IT teams have been forced into compromising security for business continuity at a time of rising threats, a HP report reveals.
Making matters worse, their attempts to increase or update security measures for remote workers have often been rejected. This is particularly true for the future workforce of 18-24-year-olds – digital natives who feel increasingly frustrated with security getting in the way of deadlines, leading many to circumvent controls.
The report combines data from a global YouGov online survey of 8,443 office workers who shifted to WFH during the pandemic and a global survey of 1,100 IT Decision Makers, conducted by Toluna.
Pressure to compromise security for business continuity
- 76% of IT teams admit security took a backseat to business continuity during the pandemic, while 91% felt pressure to compromise security for business continuity.
- 48% of younger office workers (18-24 years old) surveyed viewed security tools as a hindrance, leading to 31% trying to bypass corporate security policies to get their work done.
- 48% of office workers surveyed agreed that seemingly essential security measures result in a lot of wasted time – this rises to 64% among those ages 18-24.
- 54% of 18–24-year-olds were more worried about meeting deadlines than exposing their organization to a data breach; 39% were unsure what their security policies say, or are unaware if their company even has them – suggesting a growing level of apathy among younger workers.
- As a result, 83% of IT teams believe the increase in home workers has created a “ticking time bomb” for a corporate network breach.
“The fact that workers are actively circumventing security should be a worry for any CISO – this is how breaches can be born,” comments Ian Pratt, Global Head of Security for Personal Systems, HP.
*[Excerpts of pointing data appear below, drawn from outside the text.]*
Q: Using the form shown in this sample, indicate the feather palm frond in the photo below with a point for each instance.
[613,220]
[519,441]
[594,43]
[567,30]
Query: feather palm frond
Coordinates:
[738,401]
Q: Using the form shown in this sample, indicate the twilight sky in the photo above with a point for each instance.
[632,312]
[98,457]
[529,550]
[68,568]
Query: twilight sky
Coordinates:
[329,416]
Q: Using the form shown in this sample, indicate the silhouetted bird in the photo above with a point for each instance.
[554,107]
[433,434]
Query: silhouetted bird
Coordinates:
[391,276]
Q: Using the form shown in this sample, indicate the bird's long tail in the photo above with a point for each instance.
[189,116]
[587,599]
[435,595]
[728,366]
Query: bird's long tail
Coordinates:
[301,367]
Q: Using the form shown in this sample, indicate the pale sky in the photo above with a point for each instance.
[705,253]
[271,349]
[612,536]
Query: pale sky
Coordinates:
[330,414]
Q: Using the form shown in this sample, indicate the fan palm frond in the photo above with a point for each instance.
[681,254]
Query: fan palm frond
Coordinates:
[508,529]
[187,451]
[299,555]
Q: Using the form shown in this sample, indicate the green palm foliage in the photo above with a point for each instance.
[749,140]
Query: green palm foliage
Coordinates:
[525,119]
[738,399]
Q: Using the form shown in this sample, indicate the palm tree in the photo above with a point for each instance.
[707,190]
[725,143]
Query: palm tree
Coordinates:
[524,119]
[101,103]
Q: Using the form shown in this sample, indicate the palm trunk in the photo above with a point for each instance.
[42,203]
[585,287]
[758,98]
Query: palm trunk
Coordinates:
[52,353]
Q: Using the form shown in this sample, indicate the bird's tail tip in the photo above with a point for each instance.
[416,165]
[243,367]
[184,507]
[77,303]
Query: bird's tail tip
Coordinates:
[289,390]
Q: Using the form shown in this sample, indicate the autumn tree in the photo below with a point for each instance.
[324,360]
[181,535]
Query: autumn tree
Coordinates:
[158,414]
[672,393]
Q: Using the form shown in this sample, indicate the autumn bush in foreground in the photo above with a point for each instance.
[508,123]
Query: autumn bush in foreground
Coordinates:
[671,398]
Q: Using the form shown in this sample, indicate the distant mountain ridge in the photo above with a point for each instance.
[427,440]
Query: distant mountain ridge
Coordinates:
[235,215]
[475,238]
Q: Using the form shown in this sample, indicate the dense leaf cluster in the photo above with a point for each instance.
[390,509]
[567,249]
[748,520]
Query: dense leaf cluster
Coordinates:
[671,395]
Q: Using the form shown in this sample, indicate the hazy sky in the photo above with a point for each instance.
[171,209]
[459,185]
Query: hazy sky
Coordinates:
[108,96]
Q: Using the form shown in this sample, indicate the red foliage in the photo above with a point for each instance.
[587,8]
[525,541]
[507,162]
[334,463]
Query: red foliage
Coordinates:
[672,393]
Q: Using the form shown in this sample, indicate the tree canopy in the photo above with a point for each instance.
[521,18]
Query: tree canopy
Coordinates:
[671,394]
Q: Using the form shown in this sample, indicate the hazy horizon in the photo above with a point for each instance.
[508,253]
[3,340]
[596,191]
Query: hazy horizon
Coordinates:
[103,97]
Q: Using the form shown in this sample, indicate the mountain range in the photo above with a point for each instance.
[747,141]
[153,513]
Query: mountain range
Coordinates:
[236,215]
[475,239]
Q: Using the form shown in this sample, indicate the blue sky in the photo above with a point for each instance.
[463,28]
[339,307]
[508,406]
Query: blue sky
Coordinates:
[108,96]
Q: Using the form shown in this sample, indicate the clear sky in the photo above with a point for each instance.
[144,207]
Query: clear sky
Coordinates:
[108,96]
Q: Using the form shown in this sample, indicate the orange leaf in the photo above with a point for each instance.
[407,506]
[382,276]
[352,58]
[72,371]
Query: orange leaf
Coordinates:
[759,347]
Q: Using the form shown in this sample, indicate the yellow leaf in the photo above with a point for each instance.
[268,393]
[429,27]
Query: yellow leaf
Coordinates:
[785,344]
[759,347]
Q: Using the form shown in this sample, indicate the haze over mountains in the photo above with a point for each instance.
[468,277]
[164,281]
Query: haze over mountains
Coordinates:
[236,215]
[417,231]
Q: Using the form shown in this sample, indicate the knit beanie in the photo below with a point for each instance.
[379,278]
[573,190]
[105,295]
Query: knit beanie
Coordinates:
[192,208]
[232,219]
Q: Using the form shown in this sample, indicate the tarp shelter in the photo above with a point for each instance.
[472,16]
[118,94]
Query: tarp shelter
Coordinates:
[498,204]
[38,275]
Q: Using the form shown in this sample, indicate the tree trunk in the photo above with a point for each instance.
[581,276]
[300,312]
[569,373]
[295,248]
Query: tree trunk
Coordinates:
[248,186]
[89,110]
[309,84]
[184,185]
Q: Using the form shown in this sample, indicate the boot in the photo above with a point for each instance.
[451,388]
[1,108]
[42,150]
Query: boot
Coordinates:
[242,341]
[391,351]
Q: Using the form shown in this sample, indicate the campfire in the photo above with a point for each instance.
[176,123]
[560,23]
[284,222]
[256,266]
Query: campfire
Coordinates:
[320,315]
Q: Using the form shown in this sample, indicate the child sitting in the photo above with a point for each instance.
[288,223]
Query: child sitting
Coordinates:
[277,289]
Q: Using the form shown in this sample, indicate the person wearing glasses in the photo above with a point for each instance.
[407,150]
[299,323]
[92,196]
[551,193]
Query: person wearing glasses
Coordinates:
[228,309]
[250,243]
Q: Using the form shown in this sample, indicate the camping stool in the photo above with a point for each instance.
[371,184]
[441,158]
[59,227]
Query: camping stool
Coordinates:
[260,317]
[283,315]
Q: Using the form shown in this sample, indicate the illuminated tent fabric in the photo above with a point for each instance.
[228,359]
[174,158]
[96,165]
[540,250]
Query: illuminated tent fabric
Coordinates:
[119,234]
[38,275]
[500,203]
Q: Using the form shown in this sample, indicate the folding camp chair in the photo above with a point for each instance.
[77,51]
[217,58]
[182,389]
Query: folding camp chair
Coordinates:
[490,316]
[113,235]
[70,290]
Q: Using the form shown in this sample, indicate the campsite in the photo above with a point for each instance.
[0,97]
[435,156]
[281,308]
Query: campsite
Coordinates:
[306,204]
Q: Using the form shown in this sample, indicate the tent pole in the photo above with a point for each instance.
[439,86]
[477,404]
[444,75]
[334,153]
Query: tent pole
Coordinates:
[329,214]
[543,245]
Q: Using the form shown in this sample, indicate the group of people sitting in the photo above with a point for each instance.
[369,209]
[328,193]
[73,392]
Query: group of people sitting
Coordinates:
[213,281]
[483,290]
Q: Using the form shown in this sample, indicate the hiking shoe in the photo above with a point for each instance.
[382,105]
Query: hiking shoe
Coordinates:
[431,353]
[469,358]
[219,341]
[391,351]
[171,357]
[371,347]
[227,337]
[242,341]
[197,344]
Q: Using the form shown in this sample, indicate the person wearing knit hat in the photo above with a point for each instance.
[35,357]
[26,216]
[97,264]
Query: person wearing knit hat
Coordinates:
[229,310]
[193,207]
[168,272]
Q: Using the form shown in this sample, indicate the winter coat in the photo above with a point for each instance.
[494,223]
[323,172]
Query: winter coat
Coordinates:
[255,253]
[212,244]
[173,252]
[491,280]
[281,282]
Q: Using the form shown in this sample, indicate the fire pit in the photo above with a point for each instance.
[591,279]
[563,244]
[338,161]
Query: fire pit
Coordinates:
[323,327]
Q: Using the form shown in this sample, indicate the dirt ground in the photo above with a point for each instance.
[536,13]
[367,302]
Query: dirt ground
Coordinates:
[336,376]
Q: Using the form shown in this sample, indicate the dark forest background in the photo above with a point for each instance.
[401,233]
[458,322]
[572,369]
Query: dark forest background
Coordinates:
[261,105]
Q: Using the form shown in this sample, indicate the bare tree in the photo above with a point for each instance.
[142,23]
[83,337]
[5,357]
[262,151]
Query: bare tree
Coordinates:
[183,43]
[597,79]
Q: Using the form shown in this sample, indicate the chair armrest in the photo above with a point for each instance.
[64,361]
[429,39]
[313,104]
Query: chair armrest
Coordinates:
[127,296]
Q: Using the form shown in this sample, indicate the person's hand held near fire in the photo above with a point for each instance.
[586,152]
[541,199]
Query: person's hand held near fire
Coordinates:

“If security is too cumbersome and weighs people down, then people will find a way around it. Instead, security should fit as much as possible into existing working patterns and flows, with technology that is unobtrusive, secure-by-design and user-intuitive. Ultimately, we need to make it as easy to work securely as it is to work insecurely, and we can do this by building security into systems from the ground up.”
Security teams feeling dejected and rejected
The report highlights that many security teams have made efforts to curb user behavior to keep data safe. 91% have updated security policies to account for the rise in working from home, while 78% have restricted access to websites and applications. However, these controls often create friction for users, who resent the controls and push back on IT, leaving security teams feeling dejected and rejected:
- 37% of office workers surveyed said security policies and technologies are often too restrictive.
- 80% of IT teams experienced push back from users who do not like controls being put on them at home; 67% of IT teams said they experience complaints about this weekly.
- 83% of IT teams said trying to set and enforce corporate policies around cybersecurity is impossible now the lines between personal and professional lives are so blurred.
- 80% of IT teams said IT security was becoming a “thankless task” because nobody listens to them.
- 69% of IT teams said they are made to feel like the “bad guys” for imposing restrictions.
“Their teams are having to work around the clock to keep the business safe, while facilitating mass digital transformation with reduced visibility. Cybersecurity teams should no longer be burdened with the weight of securing the business solely on their shoulders, cybersecurity is an end-to-end discipline in which everyone needs to engage.”
Burkey continues: “To create a more collaborative security culture, we must engage and educate employees on the growing cybersecurity risks, while IT teams need to better understand how security impacts workflows and productivity. From here, security needs to be re-evaluated based on the needs of both the business and the hybrid worker.”